Belum Ada Regulasi yang Melindungi Pekerja Rumah Tangga
Jakarta,Kompas – Posisi tawar perempuan pekerja rumah tangga di dalam dan luar negeri lemah karena tidak ada regulasi yang melindungi mereka. Berbagai persoalan, mulai dari upah kerja dan jam kerja yang tidak sesuai, berbagai kekerasan bahkan penyiksaan hingga kehilangan nyawa pun terus menimpa perempuan pekerja rumah tangga.
Di dalam negeri, keberadaan pekerja rumah tangga (PRT) tidak diakomodir dalam Undang-Undang Nomor 13 Tahun 2003 tentang Ketenagakerjaan. Padahal, Indonesia merupakan negara yang memiliki PRT dalam jumlah besar.

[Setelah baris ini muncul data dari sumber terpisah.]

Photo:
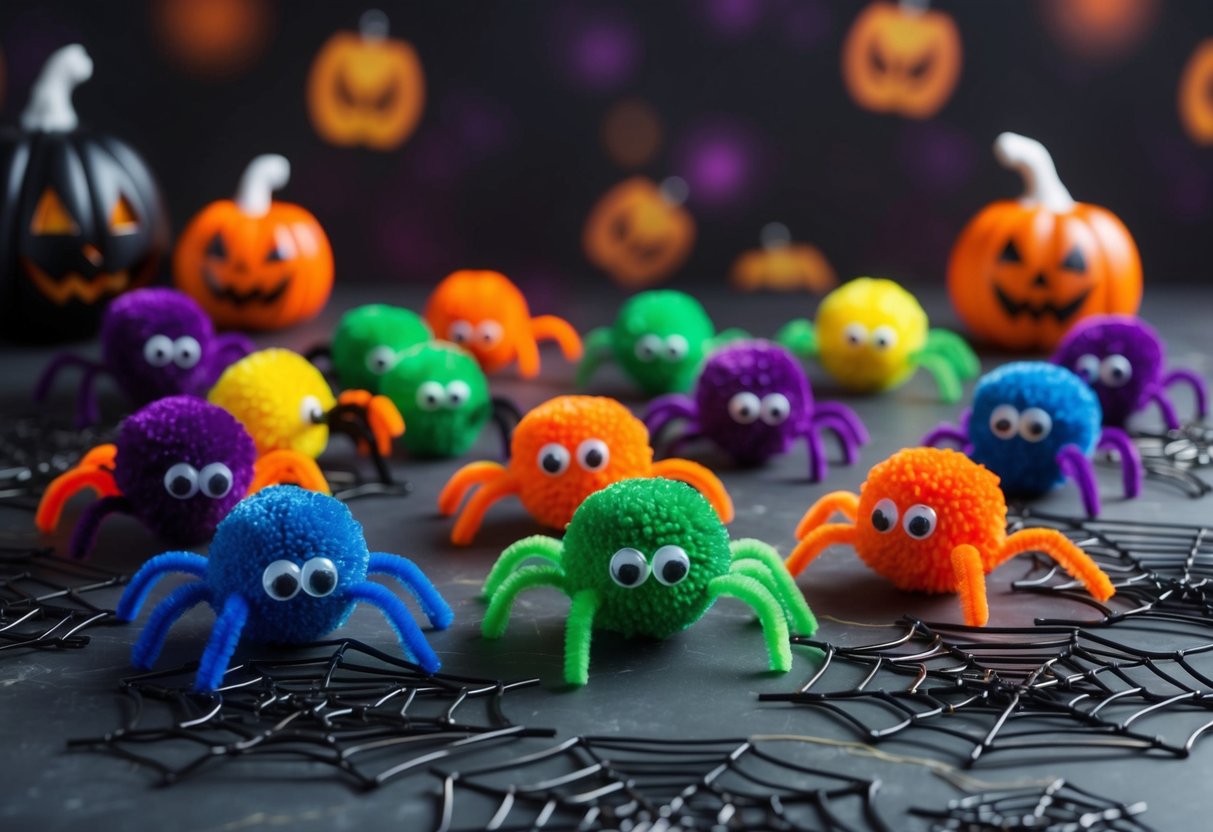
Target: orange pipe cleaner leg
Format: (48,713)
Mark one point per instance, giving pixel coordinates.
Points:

Berdasarkan Rapid Assesment yang dilakukan Jaringan Nasional Advokasi Pekerja Rumah Tangga (Jala PRT) pada 2010, jumlah PRT diperkirakan mencapai 16.117.331 orang. Survei terbaru Organisasi Buruh Internasional (ILO) Jakarta pada 2015 mendapati ada 4,2 juta PRT yang bekerja di dalam negeri.

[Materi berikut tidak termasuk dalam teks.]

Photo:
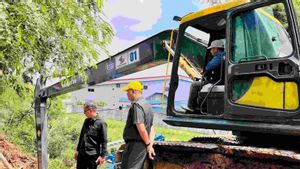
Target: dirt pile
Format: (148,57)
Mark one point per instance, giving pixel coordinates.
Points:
(15,157)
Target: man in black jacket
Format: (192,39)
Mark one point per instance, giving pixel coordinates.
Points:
(92,145)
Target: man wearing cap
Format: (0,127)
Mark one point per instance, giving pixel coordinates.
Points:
(212,73)
(92,145)
(138,132)
(217,51)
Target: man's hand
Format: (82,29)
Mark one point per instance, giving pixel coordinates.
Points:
(76,155)
(150,152)
(100,160)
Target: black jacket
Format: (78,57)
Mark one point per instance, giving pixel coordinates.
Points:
(93,137)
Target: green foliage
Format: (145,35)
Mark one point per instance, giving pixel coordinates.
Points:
(297,9)
(56,38)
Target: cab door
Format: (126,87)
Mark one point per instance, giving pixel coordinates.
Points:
(262,62)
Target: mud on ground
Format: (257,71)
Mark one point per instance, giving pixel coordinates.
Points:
(15,157)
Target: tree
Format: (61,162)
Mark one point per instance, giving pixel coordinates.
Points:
(57,38)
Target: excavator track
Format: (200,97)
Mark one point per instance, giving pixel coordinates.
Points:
(213,152)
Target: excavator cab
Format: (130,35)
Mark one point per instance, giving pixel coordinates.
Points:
(257,83)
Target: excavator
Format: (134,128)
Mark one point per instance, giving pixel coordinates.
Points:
(253,93)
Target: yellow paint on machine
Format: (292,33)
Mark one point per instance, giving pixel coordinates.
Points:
(214,9)
(267,93)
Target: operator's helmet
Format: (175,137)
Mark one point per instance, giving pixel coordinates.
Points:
(217,44)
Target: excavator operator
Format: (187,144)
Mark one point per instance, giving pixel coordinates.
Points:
(212,73)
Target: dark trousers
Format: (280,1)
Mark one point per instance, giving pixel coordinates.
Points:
(134,155)
(86,162)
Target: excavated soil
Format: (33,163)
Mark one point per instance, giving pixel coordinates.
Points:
(15,157)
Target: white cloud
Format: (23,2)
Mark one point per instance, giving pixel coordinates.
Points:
(118,45)
(148,12)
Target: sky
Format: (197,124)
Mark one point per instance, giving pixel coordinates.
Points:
(135,20)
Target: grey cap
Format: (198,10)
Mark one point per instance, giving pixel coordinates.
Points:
(216,44)
(89,104)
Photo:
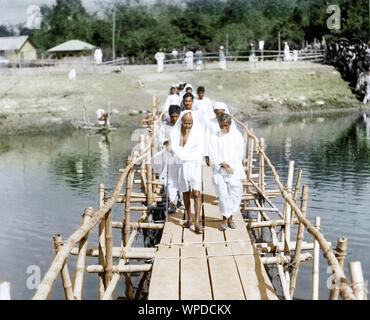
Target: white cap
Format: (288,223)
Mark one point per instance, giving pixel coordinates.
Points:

“Artinya negara benar-benar mengabaikan kesejahteraan 4,2 juta warga negara yang bekerja sebagai PRT dan keluarganya. Meskipun jumlah PRT besar, sampai sekarang masih belum ada perubahan apapun terhadap situasi dan kondisi PRT,” ujar Koordinator Jala PRT Lita Anggraini, Jumat (16/2), di Jakarta.

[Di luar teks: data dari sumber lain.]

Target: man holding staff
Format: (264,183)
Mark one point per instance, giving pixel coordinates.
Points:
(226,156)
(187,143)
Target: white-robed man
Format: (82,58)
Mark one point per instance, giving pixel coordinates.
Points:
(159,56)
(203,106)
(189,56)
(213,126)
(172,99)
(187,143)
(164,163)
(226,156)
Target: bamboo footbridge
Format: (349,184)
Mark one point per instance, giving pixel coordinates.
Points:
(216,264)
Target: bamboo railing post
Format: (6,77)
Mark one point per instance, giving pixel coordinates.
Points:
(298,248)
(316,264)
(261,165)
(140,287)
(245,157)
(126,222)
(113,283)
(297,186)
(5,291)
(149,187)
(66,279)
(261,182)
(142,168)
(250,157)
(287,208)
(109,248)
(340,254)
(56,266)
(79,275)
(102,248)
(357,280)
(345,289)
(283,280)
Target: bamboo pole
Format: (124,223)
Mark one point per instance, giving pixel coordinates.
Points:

Negara benar-benar mengabaikan kesejahteraan 4,2 juta warga negara yang bekerja sebagai PRT dan keluarganya.
Karena itulah, Jala PRT dan berbagai organisasi perempuan dan buruh mendesak DPR dan pemerintah segera mewujudkan Undang-Undang Perlindungan PRT (UU PPRT), dan meratifikasi Konvensi ILO 189 tentang Kerja Layak PRT.
Tidak adanya perhatian dan perlindungan pemerintah terhadap PRT, juga disuarakan sekitar 100 perempuan PRT dalam aksi mencuci pakaian bersama dengan tema “Peras Cuciannya, Bukan PRT nya” di Kantor Kementerian Tenaga Kerja dan Transmigrasi,Jalan Gatot Subroto, Jakarta, Kamis (15/2).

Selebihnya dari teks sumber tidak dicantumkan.